Xiaowei Ying's Data World

Apr 21, 2016

Repartition Spark Dataframes

When using spark dataframes, we may have one common question:

Do we need to repartition the data frame by some field(s) commonly used in later joins or aggregations?

It is really not a simple question for we have to calculate carefully on the communication cost, partition shuffle cost, etc. My experience is that, when joining large data, YOU SHOULD!

HOW?
Repartitioning the spark data frame by some fields is not that straightforward, because the data frame object does not come with .partitionBy() method. However, dataframe is essentially a RDD with structured type mapping, so we can repartition the underlying RDD and create a new data frame out of that. Here is the code in pyspark:

sqlsc = SQLContext(sc)
df_new = sqlsc.createDataFrame(
df_old.rdd.map(lambda x: (x[0], x)).partitionBy(5).values(),
df_old.schema)

In the above code, df_new is created via partitioning df_old into 5 partitions by the first field as the key.

I still have to emphasize that weigh the benefit and cost carefully before you do the repartition for repartition cost is also high. Other than joining large data frames, I don't do the repartition in my practice. Another way to speed up the join when data is not that large is to try dataframe.coalesce(numPartitions) function (since v1.4) to reduce the number of partitions. Shuffling the data is typically not involved in the coalesce operation.

Mar 2, 2016

Difference between SVM and Logistic Regression -- actually not that much different

It is always a very hot topic -- what is the difference between SVM and logistic. The answer is actually too easy too list, isn't it?

The two algorithms are developed from very different intuitions: SVM aims to separate the positives and negatives with the maximal margin in the high dimensional linear space, while logistic regression tries to estimate the underlying probability for a positive observation given the independent variables.

The approaches to estimate the coefficients are also very different, SVM is solved by quadratic programming, while logistic regression is typically estimated by maximal likelihood estimation (MLE).

SVM is typically working with kernel tricks, which enable it to fitting the non-linear hyperspace. Though logistic regression can also work with kernel but is less popular.

On the other hand , logistic regression can produce the probabilistic output, i.e., the positive probability given independent variables. This could be very meaningful in later analysis in many business cases. Moreover, because of its deep roots in statistics research, the significance testing and feature selection methods are well-studied.

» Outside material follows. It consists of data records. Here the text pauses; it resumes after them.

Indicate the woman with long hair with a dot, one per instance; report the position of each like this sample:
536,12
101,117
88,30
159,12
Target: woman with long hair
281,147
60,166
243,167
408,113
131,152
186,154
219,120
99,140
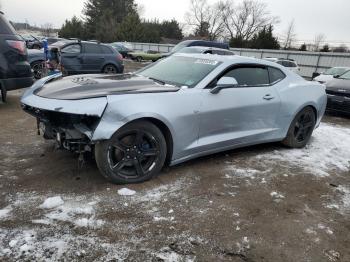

Actually, many ideas and formulas in the significance testing and feature selection methods for the logistic regression can be modified to the SVM situation as well. For example, forward backward selection can be easily modified to the context of SVM, and both of them can be regularized via $L_1$ norm penalty. So when the results require more statistical soundness, I would prefer logistic regression. It does not mean we don't have any results for SVM but just less "well-known".

Similarities between SVM and logistic regression

But now I would like to talk about the similarity between them: they actually belongs to the same family of optimization problem but with different loss function.

For SVM (with soft margin), the optimization problem isto minimize the follows
\begin{equation}J_{\mathrm{SVM}}=\frac{1}{n}\sum_{i=1}^n\bigl[(1-y_i(\boldsymbol\beta\cdot \boldsymbol x_i+\beta_0)\bigr]_{+}+\lambda\|\boldsymbol\beta\|^2, \text{where } y_i\in\{1, -1\}.\end{equation}
The part in the summation is the hinge loss ($[\ ]_+$ means flooring at 0). So SVM is actually minimizing the total hinge loss.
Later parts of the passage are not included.